If you haven’t read it, here’s the basic “action” generated in the novel: A man travels through northern Italy and over the border into Austria musing about things like Stendhal’s service in Napolean’s army, the historical background of the regions he passes through and Kafka’s similar journey shortly before his death. Seven years later, the narrator repeats the very same itinerary, curious about his disturbed state of mind during the first trip but also in search of what might have eluded him.
What are readers to make of a narrator who can’t speak directly about what is tormenting him, or who spends a chapter retracing the travels of the Kafka-like “Dr. K.”? As if they were pieces of evidence, there’s a black-and-white snapshot of Kafka with friends on one page, and on another a photo of an Italian street crowd allegedly awaiting the arrival of the “Deputy Secretary of Insurance from Prague” (mimicking Kafka’s real-life occupation). He’s a narrator for whom the past is full of curved spaces. Born into 1944 Germany, Sebald often writes as if he’s so haunted by his own country’s history that he is forced to adopt the histories of others.
In the first chapter of “Vertigo,” Stendhal is quoted writing that “even when the images supplied by memory are true to life one can place little confidence in them.” As proof, he recalls a glorious descent down an Italian mountain pass during his service in the Napoleonic Wars, particularly the entrance into the town of Ivrea as the sun set. Years afterward, he realizes looking through newspapers that the picture of the town he had in mind was actually from an engraving.
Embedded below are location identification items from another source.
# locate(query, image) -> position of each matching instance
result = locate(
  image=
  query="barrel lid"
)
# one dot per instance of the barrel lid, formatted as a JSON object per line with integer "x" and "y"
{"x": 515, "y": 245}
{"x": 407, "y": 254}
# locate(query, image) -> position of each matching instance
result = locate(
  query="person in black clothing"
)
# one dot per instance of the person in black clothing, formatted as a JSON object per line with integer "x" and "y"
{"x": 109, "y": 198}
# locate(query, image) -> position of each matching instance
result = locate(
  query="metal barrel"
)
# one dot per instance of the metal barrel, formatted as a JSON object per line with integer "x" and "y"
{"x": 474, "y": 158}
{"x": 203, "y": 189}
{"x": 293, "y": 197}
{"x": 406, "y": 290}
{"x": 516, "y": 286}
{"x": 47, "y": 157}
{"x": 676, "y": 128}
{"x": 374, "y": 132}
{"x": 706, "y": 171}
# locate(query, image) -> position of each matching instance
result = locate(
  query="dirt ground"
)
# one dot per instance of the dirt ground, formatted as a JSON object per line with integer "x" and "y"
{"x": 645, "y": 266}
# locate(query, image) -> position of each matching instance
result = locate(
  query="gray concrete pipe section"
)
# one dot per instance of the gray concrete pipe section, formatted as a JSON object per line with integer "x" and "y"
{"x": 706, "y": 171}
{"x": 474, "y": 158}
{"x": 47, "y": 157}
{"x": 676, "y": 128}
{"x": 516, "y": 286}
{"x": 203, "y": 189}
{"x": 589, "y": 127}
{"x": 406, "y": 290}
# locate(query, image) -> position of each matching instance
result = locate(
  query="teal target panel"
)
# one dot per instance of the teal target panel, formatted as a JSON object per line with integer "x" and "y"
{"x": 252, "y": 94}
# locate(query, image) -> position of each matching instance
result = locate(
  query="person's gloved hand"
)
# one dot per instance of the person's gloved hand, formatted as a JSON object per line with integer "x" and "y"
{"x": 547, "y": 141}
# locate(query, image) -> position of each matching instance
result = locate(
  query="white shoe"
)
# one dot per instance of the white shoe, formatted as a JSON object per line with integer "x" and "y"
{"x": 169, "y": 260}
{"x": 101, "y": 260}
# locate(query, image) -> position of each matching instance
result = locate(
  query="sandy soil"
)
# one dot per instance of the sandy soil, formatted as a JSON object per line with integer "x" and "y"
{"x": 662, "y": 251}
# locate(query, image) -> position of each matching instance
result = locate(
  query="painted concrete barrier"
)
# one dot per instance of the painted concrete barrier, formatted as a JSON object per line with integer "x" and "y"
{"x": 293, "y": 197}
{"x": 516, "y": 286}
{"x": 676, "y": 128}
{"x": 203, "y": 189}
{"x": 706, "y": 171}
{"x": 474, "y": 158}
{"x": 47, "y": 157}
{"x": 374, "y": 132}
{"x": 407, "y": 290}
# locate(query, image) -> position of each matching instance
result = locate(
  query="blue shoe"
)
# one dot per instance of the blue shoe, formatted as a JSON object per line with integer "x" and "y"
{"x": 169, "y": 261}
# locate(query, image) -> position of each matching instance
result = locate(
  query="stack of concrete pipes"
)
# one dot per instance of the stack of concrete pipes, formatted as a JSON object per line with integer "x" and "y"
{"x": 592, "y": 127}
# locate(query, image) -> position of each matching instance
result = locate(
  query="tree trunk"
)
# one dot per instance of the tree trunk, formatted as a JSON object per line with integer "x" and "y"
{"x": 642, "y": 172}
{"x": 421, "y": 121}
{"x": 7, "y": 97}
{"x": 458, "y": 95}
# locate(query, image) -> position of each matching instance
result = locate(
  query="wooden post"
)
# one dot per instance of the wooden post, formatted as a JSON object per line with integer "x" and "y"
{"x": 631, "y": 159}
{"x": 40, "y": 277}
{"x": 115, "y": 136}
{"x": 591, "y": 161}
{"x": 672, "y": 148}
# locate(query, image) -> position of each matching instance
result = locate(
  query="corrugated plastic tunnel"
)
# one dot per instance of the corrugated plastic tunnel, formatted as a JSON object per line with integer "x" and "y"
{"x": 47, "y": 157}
If history could be as vulnerable as memory, it would be easier for Sebald’s narrator to escape it. And that would mean a denial of everything, including the present, in order to live in a fantasy. Whether he’s employing cheesy old photographs or leading us through labryinths, Sebald never makes that choice. Just because we possess inadequate instruments does not mean we stop measuring.